Hoy, en Cantabria ha desaparecido la preocupación por lograr que los presupuestos generales del estado contengan las partidas imprescindibles para el AVE hacia Cantabria, o para el proyecto del tren de alta velocidad con el País Vasco; tampoco otras reclamaciones, hasta ayer urgentes, como la lucha contra la despoblación o la decisión acerca de qué hacer con la depuradora de Vuelta Ostrera, el permiso para que a Santander llegue agua del pantano del Ebro, el proyecto del polígono de La Pasiega, la construcción de la autovía Aguilar de Campoo-Burgos.... están ahora entre las urgencias del gobierno.
Lo que ya se presenta como un hecho cierto, es que cuando termine el aislamiento y se recupere la normalidad, nada será como antes, nada mantendrá el lugar que ahora ocupa. Un huracán económico, como el que está padeciendo Europa, deja unos daños de gran envergadura, unas pérdidas que costará mucho tiempo y enormes sacrificios superar. Es evidente que la prioridad máxima es preservar la salud de todos, pero no debemos olvidar que una economía anémica produce, a medio plazo, muchas carencias que terminan afectando a la salud de una buena parte de la población.
Si profundizamos en el análisis nos asomamos a una sima que infunde temor. El profesor cántabro José María Lassalle ha publicado, hace pocos días, un artículo de gran impacto, precisamente sobre las consecuencias que el coronavirus puede tener en la pugna de los modelos de sociedad: la occidental, que parecía imponerse a escala mundial y la china, que con esta situación de emergencia cobra vitalidad. Escribe Lassalle: «Que China se muestre más eficiente que las democracias europeas es una mala noticia para la libertad». Una pésima noticia, si la duda sobre nuestra propia arquitectura de libertades crece y si, en ese caldo de cultivo, los populismos, la demagogia y la sensación de orfandad de algunos millones de europeos, se abre camino. La tentación de anteponer la seguridad a la libertad se ha hecho presente.

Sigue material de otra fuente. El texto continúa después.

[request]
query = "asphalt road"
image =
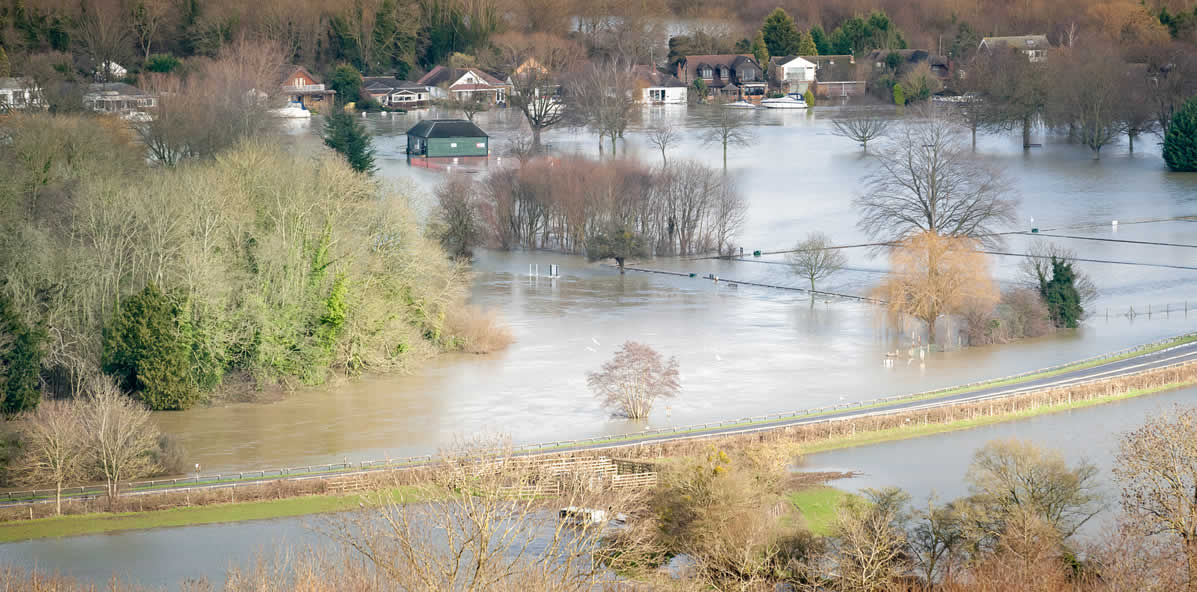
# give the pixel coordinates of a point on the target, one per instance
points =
(1135, 364)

Este periodo de alarma que está sumiendo a España en una situación que, con todas las salvedades, recuerda a las pestes medievales, nos enfrenta a un hecho que parecía superado: las sociedades son frágiles y están al albur de la naturaleza que, lejos de haber sido domeñada, mantiene una fuerza capaz de poner en jaque los mayores avances sociales y tecnológicos.

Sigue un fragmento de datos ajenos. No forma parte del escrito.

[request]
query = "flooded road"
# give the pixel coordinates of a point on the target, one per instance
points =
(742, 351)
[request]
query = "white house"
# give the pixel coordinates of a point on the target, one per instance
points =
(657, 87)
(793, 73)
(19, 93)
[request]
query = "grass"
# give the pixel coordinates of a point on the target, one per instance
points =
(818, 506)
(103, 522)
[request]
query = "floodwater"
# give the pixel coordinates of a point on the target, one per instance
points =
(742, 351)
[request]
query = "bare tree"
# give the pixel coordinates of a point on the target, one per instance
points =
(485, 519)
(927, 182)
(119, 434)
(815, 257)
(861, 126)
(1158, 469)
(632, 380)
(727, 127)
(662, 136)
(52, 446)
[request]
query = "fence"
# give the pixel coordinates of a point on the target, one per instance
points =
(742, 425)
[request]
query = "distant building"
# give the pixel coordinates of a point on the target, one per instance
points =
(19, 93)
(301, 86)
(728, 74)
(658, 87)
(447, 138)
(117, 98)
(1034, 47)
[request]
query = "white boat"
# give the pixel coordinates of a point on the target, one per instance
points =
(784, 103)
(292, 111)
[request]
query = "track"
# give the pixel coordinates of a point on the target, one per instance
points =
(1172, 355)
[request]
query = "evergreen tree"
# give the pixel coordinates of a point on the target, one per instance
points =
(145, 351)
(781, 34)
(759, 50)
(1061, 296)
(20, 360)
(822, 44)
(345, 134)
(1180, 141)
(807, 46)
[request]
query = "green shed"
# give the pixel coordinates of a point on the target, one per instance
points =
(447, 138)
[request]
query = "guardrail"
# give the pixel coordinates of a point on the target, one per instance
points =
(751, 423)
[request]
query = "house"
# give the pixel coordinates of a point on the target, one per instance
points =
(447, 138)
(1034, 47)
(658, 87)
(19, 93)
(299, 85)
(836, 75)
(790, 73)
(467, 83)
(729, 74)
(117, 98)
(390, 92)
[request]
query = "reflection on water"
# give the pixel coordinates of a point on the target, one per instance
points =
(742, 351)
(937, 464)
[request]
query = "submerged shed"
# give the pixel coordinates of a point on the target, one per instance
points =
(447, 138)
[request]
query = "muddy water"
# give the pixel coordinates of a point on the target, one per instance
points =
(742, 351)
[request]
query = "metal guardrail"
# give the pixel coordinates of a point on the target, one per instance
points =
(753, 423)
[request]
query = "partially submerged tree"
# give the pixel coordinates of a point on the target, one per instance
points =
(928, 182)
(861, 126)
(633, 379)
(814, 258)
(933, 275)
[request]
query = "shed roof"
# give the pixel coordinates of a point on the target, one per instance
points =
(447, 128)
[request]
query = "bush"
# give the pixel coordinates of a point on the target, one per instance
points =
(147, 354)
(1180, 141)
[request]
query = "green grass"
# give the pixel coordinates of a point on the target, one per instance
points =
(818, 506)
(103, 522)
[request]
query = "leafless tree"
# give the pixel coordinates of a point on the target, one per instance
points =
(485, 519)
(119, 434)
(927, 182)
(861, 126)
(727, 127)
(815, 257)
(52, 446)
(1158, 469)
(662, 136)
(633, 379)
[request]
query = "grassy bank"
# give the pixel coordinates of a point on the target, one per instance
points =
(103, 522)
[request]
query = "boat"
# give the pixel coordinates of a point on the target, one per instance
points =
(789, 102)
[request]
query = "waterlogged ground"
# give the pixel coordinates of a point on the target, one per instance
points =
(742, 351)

Ahora mismo es preciso pensar en medidas que permitan una veloz recuperación de la economía, que no es otra cosa que la suma de nuestras actividades personales. Aunque no tengamos certeza de cuando se superará la pandemia, si debemos anticiparnos a ese momento diseñando un abanico de medidas que ayuden a las empresas y autónomos a activarse, de la forma más rápida posible.

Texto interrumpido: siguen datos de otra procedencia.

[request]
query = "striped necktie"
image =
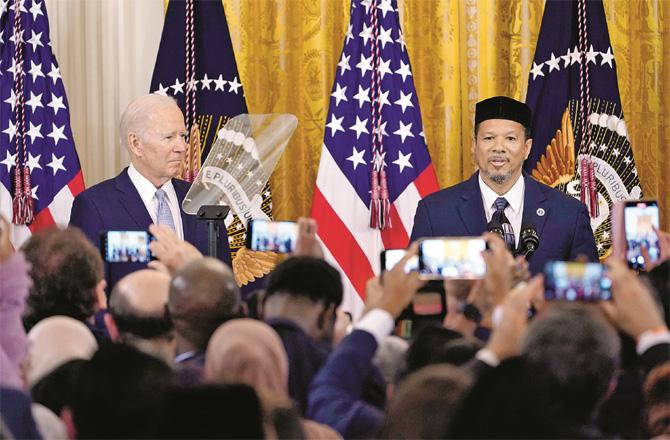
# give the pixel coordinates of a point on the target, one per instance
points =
(500, 218)
(163, 213)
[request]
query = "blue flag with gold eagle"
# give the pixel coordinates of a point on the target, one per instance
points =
(577, 113)
(196, 66)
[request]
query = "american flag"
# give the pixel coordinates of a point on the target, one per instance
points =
(341, 202)
(55, 172)
(572, 87)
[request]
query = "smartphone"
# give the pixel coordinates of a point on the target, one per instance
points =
(572, 281)
(640, 219)
(126, 246)
(390, 257)
(458, 258)
(268, 236)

Por otra parte, la crisis del Covid-19 ha servido para constatar que las minorías independentistas persisten en su trabajo de demolición de las instituciones, como paso previo a terminar con la solidaridad entre todos los españoles y recuperar privilegios clasistas. Las reticencias del gobierno autonómico de Cataluña a las medidas del gobierno de España y la presión ejercida para que el ejército no prestara sus servicios, que finalmente no doblegaron al gobierno central, son ejemplos claros. La unidad de acción a nivel nacional, que ha sido adoptada por el gobierno que preside Pedro Sánchez -completamente necesaria y oportuna- demuestra que la fragmentación de competencias, que se ha producido, por una deriva equivocada del estado de las autonomías, debe ser revisada. Si devolver determinadas competencias en sanidad, para lograr una mayor eficacia ha sido precisa ¿Por qué no aplicar esa misma fórmula a la actividad ordinaria? ¿No es mejor disponer de una sanidad universal para todos los españoles, al margen de en qué lugar residan o se encuentren?
El llamamiento a la unidad y la solidaridad, activado por la crisis del Covid-19, debe mantenerse para superar, lo antes posible, esta situación de parálisis que padece España. Y al mismo tiempo estudiar las mejores medidas para reactivar el país lo mejor y antes posible.